During her lifetime Wertheim generously supported many public galleries, whether through gifts or exhibition loans. She passionately believed that young British artists should have the same opportunities as their European counterparts, a belief which led to her opening her own London-based gallery in 1930, the Wertheim Gallery, and initiating the Twenties Group, an exhibiting collective for artists in their twenties.
Wertheim was embedded in the inter-war arts scene; she surrounded herself with artists such as Frances Hodgkins, Christopher Wood, Helmut Kolle and Kenneth Hall and sought out young and unknown talent to show at her gallery.
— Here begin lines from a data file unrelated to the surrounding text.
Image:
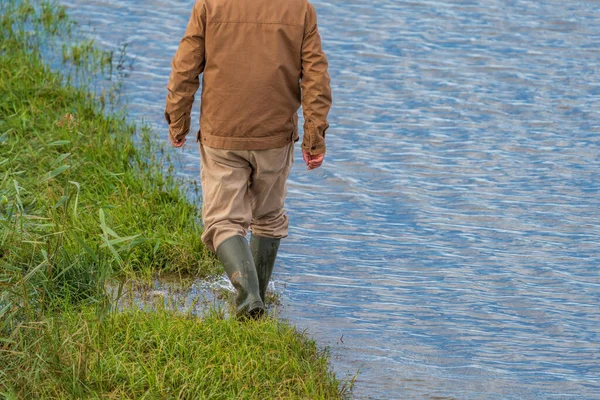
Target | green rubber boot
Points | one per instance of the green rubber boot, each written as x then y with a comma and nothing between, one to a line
264,252
236,258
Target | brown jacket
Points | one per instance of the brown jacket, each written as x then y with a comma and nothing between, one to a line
260,59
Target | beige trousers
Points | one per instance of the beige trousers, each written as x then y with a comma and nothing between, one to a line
244,189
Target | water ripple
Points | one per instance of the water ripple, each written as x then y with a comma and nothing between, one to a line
449,246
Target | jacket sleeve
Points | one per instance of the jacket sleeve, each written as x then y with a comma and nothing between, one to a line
315,86
187,65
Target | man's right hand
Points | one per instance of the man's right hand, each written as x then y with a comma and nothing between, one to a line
311,161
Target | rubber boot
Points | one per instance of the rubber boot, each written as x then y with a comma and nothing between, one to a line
236,258
264,252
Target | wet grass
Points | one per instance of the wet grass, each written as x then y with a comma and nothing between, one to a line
80,204
138,354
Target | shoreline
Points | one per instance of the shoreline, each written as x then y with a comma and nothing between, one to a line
81,205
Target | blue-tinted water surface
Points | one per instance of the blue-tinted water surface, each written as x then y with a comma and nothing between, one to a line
449,246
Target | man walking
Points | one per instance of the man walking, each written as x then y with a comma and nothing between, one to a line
260,60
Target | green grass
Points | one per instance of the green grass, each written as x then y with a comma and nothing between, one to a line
80,205
162,355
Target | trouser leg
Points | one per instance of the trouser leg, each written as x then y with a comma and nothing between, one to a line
269,224
226,208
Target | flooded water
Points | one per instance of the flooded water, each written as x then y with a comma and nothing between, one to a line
449,247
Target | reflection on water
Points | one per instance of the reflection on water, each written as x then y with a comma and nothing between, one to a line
449,246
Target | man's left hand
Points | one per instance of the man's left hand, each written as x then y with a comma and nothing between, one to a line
311,161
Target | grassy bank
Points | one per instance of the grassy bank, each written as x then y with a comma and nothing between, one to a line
81,204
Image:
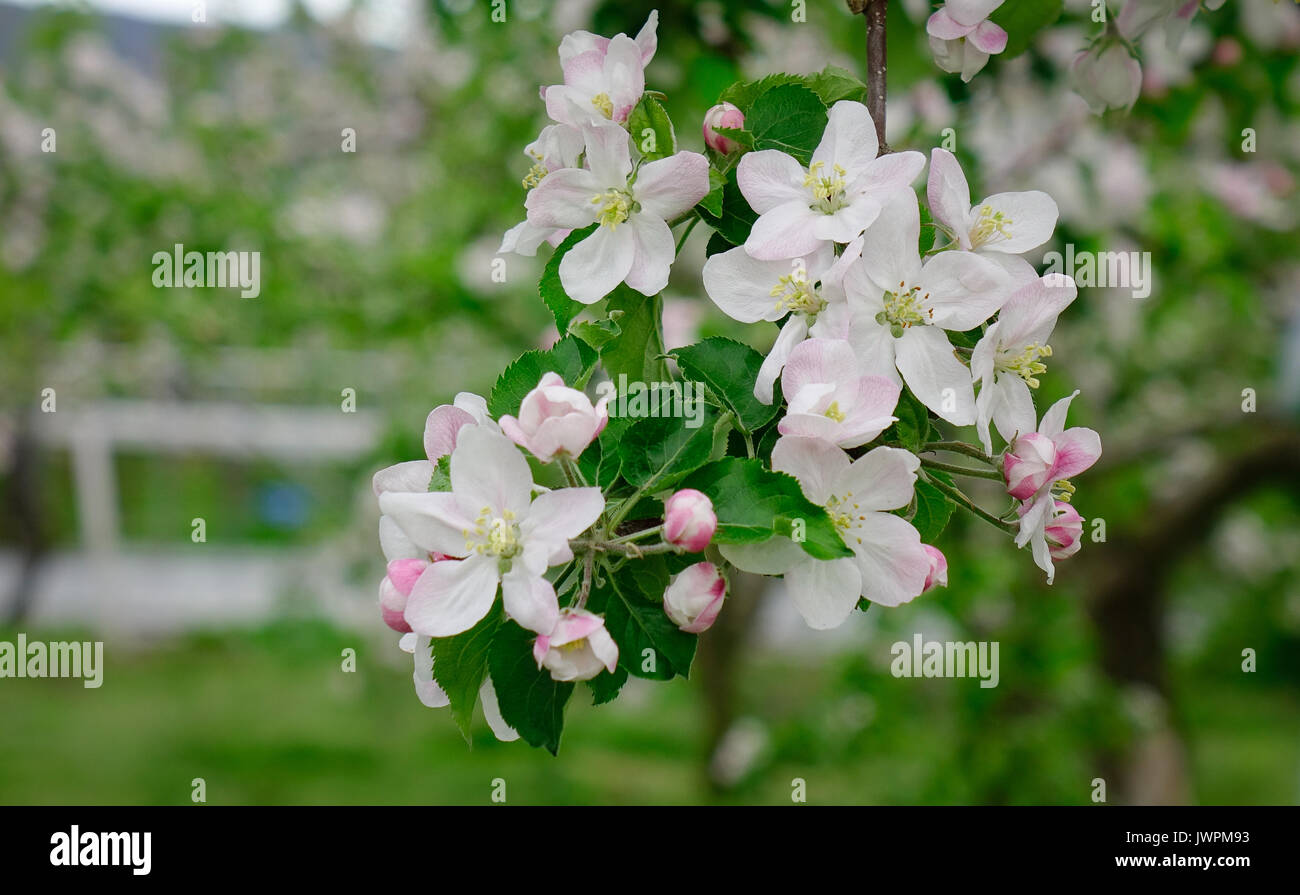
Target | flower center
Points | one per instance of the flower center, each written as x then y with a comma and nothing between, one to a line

Her own instinctive taste was reflected in the bold, vibrant na'i've' style that characterised the work of so many of these artists. Her dedication to 'her artists' spanned five decades, during which she amassed a significant collection of paintings and drawings, mounted hundreds of exhibitions, loaned to schools, and gifted many works to galleries and museums both nationally and internationally.
Though Wertheim is known among specialist gallerists and collectors, she is relatively unknown by the broader public - although they are familiar with many of the artists she represented. A Life in Art will introduce new audiences to Lucy Wertheim, highlighting how she supported, motivated and showcased the artists that she discovered. Paintings, drawing and sculptures from her disbanded collection will be brought together again for the first time in 50 years alongside works exhibited in the Wertheim Gallery. The exhibition will illustrate the significance of the close relationships she developed with her artists and the impact of her patronage on their careers. Wertheim's voice will form part of the exhibition narrative, through extracts from letters and her memoir Adventure in Art, published in 1947.
The exhibition includes Moore’s Head of a Girl, 1923, which was formerly in Wertheim’s collection and remained in her home until her death in 1971. In her memoir, Wertheim wrote of Moore, “I fell under the spell of his work in 1928 and within a year had acquired from him ‘The Reclining Nude’ in alabaster, ‘Head of a Girl’, and two smaller carvings in addition to numerous drawings.”